We gross $3 million a year -- and that despite hundreds of papers being flung in disgust against suburban walls because of some crap that Bowen jerk wrote.

But this essay has grown too long and off-point: Bahan accepts that alt-weeklies aren't in the downturn that dailies are. She praises the work of Chris Jones in Chicago's Theater Loop blog (former Interplayers artistic director Robin Stanton once took Bobo aside and told him basically to stop writing like himself and more like Chris Jones) and of Christopher Piatt at TimeOut Chicago. More in the next post on how Piatt's three cited story ideas could play out right here in Spokane....

[ photo: Guthrie Theater, Minneapolis -- from ]


  1. I never thought of Jeune Lune as a Children's Theatre. Certainly their co-production with American Rep. Theatre of Moliere's Miser was not the sort of thing I'd expect to find at Seattle Children's Theatre or The New Victory.

    As for the state of theatre journalism, I often wonder how performances of the kind seen at the arena warrant an entire section of the paper while performances at the INB, Interplayers, Civic and the Blue Door are hidden and forgotten. Maybe theatre journalism (and theatre in general) can learn something from the sports section.
    What was the final score of the latest improvisation at Blue Door? What actor is trading from Interplayers to Civic in the post-season? Who's on the DL for "Women of Lockerbie"? What about the rumored coaching shake-up on "Cowgirls" (and maybe the starting line-up while we're at it)? And what about those doping scandals at, perhaps we should be selective about those lessons.

    -Bill Gaar

  2. That was a stupid generalization about Jeune Lune, and I don't know why I made it. Thanks for the correction, Bill.

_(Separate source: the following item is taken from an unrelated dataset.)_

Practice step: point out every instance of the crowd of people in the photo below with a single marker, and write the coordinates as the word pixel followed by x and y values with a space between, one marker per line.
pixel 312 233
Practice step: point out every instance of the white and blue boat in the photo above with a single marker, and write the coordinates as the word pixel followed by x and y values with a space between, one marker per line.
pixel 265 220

    I like the sports analogy a lot. Even more than coaches who hold closed practices, however, theater types tend to be very protective of their sacred "process." When are we gonna collectively learn that p.r. drivel like "most scintillating production ever" doesn't hold weight with a public that has tons of viewing options and has grown cynical (ya think?) about parades of glowing adjectives?
    Ears perk up, though, when you start to cover disagreements over interpretation during rehearsal, or the relative value of productions, or whether so-in-so acts well when directed by such-and-such.

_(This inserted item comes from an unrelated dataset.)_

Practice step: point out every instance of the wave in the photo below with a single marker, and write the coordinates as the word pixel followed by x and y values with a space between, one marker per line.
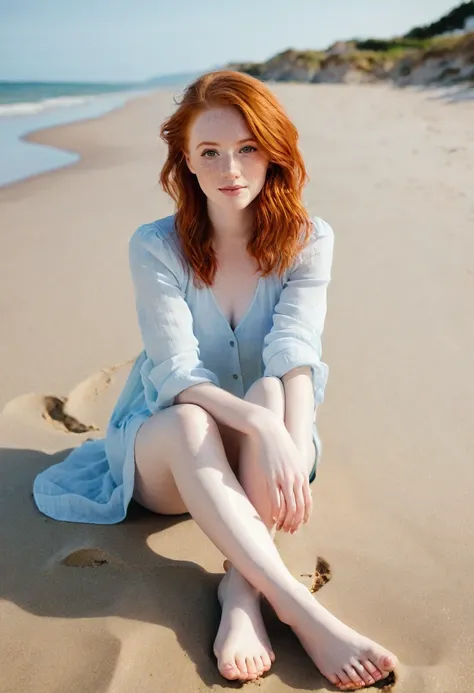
pixel 34 107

    I'm not talking about airing dirty laundry just for the sake of it. But if anything-can-happen realism is what live theater trades in, how about more access to the unpredictable rehearsal side of the business?
    Reporters at spring training and in the locker rooms after every game? You bet. But a critic just outside the dressing room door after tonight's performance of *Charley's Aunt*? No way!

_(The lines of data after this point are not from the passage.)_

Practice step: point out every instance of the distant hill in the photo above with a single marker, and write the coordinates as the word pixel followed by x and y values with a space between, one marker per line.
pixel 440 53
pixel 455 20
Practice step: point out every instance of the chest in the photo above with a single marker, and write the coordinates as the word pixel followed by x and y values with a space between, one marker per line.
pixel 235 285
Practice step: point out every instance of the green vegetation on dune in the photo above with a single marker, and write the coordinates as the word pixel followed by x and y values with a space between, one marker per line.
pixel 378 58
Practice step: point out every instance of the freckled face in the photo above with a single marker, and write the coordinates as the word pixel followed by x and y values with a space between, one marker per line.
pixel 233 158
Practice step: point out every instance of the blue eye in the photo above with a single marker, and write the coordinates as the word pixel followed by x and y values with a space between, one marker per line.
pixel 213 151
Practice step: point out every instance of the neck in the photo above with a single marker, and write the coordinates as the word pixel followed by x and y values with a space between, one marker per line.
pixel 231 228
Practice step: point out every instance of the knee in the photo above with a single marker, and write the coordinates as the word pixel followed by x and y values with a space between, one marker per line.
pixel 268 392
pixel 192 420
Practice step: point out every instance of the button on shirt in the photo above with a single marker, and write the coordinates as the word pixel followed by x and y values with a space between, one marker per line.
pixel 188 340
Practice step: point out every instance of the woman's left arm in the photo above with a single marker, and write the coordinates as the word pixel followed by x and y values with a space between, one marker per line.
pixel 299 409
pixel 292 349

  3. I think reports on rehearsal disagreements (and they happen during every production) would very distrucive to the quality of Spokane's theatres. Any director worth their salt works very hard to make the rehearsal atmousphere comfortable and a place where mistakes and disagreements can be aired without fear or threat of reprisals. If an actor has an idea that is shot down, then that idea becomes public knowladge, then the show opens and the critic and audiences make statements like "Well, if they'd just listened to so-and-so ...", well, it seems like that's the end of rehearsals with freeabd open communication.

    I agree about the sports analogy, however. Why is there 7 minutes of sports reporting in the 11 o'clock news without even a hint about the arts currently on display. Of course, for television, those sports reports are one of their most lucritive segments. I've always throught the Inlander and the Spokesman-Review both do extraordinary coverage for the arts. Spokane is lucky that way. In Portland, Seattle or even Boise the newspapers would print a preview artical for two shows a year at Civic, Interplayers, CDA. We're lucky we get a preview for every show here, and every show is reviewed (Don't forget the Seattle Times just laid off their theatre critic.)

  4. So, Bobo, you say you're sorry you didn't look into what went on at Art. Are you checking into the finances of Civic,Interplayers and/or CDA Summer Theatre?